NOTE: the default settings for `http.socketTimeout` and `http.maxTries` ensure
that the plugin will keep retrying to forward a message for one hour.

```websession.synchronize```
:   Whether to synchronize web sessions.
    Defaults to true.

```websession.cleanupInterval```
:   Frequency for deleting expired web sessions. Values should use common time
    unit suffixes to express their setting:
* s, sec, second, seconds
* m, min, minute, minutes
* h, hr, hour, hours
* d, day, days
* w, week, weeks (`1 week` is treated as `7 days`)
* mon, month, months (`1 month` is treated as `30 days`)
* y, year, years (`1 year` is treated as `365 days`)
If a time unit suffix is not specified, `hours` is assumed.
Defaults to 24 hours.

```healthcheck.enable```
:   Whether to enable the health check endpoint. Defaults to 'true'.

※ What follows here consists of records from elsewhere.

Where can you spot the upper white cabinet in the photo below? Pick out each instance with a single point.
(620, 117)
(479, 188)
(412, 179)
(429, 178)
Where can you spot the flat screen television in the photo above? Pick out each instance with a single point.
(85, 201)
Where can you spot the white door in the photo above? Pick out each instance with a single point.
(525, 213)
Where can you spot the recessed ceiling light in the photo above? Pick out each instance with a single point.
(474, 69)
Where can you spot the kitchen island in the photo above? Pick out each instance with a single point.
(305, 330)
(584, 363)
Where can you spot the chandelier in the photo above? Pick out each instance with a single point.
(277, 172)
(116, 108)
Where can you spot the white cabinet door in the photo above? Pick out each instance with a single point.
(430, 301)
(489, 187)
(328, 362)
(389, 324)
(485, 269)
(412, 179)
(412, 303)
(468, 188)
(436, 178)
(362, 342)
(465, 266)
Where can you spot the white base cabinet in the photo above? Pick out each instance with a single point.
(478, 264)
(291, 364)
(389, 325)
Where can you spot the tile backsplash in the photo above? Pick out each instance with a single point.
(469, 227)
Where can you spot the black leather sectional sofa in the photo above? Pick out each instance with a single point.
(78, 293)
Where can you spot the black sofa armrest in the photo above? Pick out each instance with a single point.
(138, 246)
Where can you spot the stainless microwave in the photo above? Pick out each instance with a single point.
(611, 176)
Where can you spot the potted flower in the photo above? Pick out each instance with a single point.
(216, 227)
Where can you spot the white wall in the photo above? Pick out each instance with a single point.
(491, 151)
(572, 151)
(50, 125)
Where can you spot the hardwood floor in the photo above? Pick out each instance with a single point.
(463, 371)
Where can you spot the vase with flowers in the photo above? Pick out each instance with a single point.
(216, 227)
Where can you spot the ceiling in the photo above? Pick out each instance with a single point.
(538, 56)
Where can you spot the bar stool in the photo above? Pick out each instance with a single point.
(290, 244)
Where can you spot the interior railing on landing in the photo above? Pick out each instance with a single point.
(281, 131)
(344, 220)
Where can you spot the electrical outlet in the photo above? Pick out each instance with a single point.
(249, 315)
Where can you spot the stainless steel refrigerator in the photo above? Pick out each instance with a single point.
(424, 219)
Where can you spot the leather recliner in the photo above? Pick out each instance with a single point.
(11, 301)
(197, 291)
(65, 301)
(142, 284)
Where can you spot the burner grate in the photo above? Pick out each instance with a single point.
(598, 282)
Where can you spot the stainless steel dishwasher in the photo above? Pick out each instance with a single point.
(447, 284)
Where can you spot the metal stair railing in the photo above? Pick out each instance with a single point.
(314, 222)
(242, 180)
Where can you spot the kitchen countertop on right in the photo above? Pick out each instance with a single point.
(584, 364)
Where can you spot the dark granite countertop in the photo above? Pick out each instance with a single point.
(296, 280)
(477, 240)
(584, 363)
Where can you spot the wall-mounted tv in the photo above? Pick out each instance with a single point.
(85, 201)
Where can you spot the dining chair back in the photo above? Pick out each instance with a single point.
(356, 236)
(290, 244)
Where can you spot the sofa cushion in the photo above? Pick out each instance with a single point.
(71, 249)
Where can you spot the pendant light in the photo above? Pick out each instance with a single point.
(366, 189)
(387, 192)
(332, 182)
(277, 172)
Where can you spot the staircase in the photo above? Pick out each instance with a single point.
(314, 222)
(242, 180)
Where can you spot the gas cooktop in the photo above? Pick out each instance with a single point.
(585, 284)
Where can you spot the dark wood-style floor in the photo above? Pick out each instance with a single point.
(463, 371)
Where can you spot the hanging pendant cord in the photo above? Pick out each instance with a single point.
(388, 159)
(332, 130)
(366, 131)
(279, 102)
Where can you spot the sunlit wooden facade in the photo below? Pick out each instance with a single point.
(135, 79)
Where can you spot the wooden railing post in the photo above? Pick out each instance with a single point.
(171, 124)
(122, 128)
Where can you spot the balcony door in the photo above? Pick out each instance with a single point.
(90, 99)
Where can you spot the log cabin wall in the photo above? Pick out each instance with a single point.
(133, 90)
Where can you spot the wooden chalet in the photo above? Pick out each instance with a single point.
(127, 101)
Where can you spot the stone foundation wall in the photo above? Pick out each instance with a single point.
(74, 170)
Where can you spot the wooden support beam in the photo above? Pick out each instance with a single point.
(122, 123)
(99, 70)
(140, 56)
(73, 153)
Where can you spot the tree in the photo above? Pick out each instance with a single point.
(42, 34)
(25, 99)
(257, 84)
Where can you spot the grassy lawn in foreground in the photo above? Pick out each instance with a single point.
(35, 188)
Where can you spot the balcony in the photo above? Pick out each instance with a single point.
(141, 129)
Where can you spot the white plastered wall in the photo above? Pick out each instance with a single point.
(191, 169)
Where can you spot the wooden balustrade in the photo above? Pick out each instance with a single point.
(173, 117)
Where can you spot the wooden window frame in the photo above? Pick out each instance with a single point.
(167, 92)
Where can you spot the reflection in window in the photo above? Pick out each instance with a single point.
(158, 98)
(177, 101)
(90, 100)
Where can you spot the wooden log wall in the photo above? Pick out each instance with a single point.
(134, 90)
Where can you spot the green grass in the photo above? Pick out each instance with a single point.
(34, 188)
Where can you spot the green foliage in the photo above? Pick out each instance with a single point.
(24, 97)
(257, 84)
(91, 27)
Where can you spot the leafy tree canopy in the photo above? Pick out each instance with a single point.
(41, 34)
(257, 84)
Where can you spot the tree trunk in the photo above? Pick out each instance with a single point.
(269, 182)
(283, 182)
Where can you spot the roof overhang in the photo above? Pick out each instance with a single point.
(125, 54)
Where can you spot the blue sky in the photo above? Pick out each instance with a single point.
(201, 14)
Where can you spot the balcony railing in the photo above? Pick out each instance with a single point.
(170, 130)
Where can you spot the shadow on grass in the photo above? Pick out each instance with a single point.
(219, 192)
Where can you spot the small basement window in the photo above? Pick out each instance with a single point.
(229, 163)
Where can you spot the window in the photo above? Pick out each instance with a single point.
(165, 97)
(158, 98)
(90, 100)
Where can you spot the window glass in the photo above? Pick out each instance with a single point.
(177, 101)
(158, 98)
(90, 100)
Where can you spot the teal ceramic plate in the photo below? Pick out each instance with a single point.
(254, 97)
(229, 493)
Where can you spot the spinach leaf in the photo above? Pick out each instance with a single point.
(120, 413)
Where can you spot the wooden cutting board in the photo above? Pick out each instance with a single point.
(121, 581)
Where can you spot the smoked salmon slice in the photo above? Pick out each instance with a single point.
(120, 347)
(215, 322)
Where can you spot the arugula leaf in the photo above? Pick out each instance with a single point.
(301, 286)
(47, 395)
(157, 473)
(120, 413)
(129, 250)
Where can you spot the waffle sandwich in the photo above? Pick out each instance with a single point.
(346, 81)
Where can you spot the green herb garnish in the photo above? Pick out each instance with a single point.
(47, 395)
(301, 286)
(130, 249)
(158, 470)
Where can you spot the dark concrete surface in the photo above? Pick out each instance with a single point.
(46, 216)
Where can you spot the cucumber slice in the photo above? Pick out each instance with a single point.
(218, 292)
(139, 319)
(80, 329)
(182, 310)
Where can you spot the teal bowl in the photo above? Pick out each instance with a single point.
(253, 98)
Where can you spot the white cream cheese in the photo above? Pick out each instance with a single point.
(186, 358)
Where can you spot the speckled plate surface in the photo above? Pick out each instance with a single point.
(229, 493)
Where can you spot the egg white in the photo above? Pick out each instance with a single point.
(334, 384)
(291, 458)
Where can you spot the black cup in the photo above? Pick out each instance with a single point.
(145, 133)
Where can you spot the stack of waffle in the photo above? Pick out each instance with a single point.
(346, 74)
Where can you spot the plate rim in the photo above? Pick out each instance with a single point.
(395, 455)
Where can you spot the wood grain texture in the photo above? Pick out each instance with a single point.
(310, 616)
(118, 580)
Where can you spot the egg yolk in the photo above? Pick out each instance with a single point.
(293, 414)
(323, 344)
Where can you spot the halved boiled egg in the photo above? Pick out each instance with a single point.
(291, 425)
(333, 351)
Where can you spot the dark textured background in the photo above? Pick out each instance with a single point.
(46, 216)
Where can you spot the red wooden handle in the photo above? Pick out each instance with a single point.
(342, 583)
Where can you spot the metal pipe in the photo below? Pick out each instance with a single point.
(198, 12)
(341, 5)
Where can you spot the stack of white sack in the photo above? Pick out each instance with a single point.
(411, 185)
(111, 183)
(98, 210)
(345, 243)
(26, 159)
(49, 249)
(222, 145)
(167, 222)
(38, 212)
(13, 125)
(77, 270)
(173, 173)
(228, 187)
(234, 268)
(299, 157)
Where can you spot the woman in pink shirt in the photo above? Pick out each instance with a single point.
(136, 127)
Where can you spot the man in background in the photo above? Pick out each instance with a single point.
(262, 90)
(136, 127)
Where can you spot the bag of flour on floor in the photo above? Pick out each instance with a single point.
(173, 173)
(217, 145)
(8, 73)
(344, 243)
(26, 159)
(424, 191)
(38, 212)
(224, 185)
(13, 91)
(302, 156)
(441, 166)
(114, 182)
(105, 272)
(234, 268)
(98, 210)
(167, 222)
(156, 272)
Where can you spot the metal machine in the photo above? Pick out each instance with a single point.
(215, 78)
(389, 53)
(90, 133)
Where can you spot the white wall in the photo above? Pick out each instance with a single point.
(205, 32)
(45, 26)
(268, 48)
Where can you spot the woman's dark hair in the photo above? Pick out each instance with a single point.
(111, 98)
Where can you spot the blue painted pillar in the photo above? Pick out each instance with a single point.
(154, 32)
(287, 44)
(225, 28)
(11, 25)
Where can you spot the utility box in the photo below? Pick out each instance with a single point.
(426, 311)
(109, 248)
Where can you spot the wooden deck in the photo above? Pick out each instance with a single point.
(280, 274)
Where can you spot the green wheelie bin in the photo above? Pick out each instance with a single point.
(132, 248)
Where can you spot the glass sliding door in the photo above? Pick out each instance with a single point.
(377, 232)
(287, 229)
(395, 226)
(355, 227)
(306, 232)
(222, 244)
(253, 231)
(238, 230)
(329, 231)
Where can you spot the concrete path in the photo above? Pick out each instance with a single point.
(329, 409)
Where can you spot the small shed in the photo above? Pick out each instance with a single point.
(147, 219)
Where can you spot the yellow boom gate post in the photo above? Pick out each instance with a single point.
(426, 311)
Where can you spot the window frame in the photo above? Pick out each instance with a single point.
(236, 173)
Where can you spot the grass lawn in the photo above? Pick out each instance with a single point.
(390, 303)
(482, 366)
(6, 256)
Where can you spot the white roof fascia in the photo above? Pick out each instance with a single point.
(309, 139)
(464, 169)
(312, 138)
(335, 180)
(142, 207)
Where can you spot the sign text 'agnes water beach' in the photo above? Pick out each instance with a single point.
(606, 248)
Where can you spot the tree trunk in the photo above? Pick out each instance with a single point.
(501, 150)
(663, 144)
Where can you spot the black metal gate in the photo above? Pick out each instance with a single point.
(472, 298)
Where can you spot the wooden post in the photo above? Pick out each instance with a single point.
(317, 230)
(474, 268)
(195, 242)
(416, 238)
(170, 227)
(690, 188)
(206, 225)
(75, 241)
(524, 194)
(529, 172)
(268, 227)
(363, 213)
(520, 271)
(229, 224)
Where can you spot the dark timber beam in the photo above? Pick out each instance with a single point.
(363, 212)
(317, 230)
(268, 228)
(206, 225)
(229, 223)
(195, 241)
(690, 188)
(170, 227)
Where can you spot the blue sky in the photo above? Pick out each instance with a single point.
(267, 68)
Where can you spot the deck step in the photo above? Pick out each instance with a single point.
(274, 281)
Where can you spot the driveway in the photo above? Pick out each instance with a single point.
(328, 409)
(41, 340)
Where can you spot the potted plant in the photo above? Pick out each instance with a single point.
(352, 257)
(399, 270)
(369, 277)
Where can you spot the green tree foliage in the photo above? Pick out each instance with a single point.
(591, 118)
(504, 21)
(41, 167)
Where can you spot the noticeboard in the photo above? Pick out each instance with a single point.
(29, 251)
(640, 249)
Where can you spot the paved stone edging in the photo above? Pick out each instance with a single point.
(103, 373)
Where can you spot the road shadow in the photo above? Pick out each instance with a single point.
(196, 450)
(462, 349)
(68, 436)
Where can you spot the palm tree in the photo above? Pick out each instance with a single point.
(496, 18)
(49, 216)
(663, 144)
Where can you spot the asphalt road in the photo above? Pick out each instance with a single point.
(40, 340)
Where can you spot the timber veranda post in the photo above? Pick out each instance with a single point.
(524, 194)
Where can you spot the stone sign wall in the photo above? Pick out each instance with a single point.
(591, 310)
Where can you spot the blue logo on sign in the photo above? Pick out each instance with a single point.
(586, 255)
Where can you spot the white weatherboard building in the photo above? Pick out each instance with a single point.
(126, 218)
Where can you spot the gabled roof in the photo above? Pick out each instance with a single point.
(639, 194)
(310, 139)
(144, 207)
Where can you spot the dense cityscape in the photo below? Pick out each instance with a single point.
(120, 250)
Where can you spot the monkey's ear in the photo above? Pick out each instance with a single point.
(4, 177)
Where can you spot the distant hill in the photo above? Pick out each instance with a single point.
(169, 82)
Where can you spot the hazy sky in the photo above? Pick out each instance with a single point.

```ref-database.enabled```
:   Enable the use of a global ref-database. Defaults to 'false'.

```ref-database.enforcementRules.<policy>```
:   Level of consistency enforcement across sites on a project:refs basis.
    Supports two values for enforcing the policy on multiple projects or refs.
    If the project or ref is omitted, apply the policy to all projects or all refs.

    The <policy> can be one of the following values:

    1. REQUIRED - Throw an exception if a git ref-update is processed against
    a local ref not yet in sync with the global ref-database.
    The user transaction is cancelled. LOCK_FAILURE is reported upstream.

    2. IGNORED - Do not validate against the global ref-database.

    *Example:*
    ```
    [ref-database "enforcementRules"]
       IGNORED = AProject:/refs/heads/feature
    ```

    Ignore the alignment with the global ref-db for AProject on refs/heads/feature.

    Defaults to no rule. All projects are REQUIRED to be consistent on all refs.